Article by: Dario Grande
Translation by: Valeria Alfieri
Shown together in the “TFFdoc” section of the festival, For Now and Le rêve de Nikolay are two documentaries that – even though they are very different – share the theme of personal dreams and their way of coming true.
For Now is a very particular medium-length movie (32 min), that visually narrates, accompanied by some thoughts whispered by the narrator, all the cities philosopher Walter Benjamin wanted to visit, but never managed to due to the Nazi persecution that led in to commit suicide. Herman Asselberghs, a belgian artist whose work focuses on the blurred limit between images and sound, between poetry and politics, between the world and the media, creates a movie that can be defined as “benjaminian” even without having Walter Benjamin as its main theme. The movie shows Tel Aviv, Ramallah, New York; long sequences of images of the cities; streets, parks, scenes of everyday’s life; people waiting, walking, killing time. It has no sound other than the whispering narrating voice, that guides the audience to a deliberation on mankind, the world, time. And it’s time itself that, in Asselberghs’ framing, seems to stop.
Le rêve de Nikolay tells a very different story, but also a similar one in some ways. These movies indeed show how a man’s curse can either be not being able to fulfill his dreams, or managing to do so.
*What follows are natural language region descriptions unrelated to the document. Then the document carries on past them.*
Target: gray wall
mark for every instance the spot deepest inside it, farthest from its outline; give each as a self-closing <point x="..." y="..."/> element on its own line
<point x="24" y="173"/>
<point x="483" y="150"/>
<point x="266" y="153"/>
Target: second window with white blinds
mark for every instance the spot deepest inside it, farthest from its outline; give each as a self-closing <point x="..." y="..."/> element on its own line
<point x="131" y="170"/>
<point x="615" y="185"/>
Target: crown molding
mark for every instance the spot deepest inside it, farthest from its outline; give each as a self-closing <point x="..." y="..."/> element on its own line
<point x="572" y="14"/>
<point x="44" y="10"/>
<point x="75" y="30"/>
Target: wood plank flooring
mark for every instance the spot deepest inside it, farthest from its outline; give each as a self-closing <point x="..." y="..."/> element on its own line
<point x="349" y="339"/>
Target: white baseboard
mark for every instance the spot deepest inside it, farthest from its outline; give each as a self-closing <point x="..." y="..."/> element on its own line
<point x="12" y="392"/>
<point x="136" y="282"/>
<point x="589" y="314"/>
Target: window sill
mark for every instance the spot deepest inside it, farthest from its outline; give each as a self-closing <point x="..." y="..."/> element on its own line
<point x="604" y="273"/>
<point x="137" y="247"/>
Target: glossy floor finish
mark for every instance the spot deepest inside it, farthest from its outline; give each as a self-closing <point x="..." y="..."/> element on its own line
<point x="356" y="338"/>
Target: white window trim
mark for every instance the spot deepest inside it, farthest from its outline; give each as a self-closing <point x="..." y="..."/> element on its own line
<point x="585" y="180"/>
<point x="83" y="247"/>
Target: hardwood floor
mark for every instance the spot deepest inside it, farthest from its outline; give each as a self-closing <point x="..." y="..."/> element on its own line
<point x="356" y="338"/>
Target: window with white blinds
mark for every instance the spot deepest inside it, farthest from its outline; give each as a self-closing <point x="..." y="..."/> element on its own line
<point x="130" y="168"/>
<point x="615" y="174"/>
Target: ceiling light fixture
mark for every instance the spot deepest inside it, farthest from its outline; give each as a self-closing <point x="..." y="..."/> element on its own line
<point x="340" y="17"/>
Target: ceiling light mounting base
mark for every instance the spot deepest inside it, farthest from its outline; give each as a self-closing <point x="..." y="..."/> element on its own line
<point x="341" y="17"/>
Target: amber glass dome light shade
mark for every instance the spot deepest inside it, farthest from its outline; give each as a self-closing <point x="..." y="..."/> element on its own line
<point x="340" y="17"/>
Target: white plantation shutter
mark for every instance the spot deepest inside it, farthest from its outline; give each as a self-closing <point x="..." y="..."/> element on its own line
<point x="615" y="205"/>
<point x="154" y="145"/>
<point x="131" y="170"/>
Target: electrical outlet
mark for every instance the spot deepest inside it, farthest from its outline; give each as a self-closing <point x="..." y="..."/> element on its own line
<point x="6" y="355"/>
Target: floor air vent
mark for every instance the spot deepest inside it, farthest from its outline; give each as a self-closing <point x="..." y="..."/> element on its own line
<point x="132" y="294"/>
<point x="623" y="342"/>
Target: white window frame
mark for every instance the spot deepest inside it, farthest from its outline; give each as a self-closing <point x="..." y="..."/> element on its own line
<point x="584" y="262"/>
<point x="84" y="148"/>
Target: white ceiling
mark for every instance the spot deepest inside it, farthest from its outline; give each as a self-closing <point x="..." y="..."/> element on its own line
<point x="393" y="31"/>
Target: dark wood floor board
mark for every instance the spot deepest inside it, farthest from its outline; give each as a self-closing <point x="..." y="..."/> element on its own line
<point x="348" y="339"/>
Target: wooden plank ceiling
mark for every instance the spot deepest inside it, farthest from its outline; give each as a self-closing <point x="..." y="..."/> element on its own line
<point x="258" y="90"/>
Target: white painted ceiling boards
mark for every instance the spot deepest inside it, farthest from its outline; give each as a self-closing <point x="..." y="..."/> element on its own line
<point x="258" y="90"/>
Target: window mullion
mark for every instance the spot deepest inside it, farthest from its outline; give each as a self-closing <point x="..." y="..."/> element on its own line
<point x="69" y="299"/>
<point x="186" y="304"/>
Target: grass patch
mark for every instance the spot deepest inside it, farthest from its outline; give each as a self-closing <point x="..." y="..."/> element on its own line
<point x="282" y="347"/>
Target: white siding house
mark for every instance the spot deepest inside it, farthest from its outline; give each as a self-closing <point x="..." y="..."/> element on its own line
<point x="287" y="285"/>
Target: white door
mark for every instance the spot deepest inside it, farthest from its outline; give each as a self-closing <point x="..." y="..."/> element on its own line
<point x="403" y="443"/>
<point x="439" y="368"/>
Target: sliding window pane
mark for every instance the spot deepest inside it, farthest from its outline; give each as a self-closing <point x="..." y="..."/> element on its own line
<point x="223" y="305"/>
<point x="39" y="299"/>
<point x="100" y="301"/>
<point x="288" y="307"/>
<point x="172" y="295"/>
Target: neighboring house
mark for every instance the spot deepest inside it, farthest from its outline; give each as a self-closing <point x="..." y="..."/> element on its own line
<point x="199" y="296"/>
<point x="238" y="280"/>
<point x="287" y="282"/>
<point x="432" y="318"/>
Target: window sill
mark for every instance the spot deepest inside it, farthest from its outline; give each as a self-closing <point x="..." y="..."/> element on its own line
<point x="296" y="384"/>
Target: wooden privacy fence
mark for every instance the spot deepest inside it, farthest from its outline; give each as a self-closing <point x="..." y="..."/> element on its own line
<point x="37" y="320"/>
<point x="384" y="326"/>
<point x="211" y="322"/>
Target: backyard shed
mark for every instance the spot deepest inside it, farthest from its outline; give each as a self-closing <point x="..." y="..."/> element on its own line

In the ‘80s, in a communist Bulgaria, a man decides to travel the world with Tangra, the sailboat he built in his garden year after year. Nikolay’s venture is mainly symbolic: as the man himself states during the movie, he could have reached the same purpose by taking an easier road. Nikolay wanted to show all the young people in Bulgaria that, even in a country as underdeveloped and stagnant as theirs, anyone could reach their goals. The sailing around the world is a metaphor for the destruction of the Iron Curtain and for the quest for freedom.
The documentary (47 min) is entirely made of video clips filmed of Super 8mm film by Nikolay during his adventure and of recent interviews in which he tells his story and talks about his present life. Director Maria Karaguiozova sets her work in a way that makes us reflect on how, with time, in a more and more commercial world, people have progressively forgotten about this man’s venture and it has lost its relevance.
“What I really wanted to convey – the director explained after the screening – was the discrepancy between the legend of Nikolay during my childhood, and the Nikolay of the present day, a man my country has forgotten.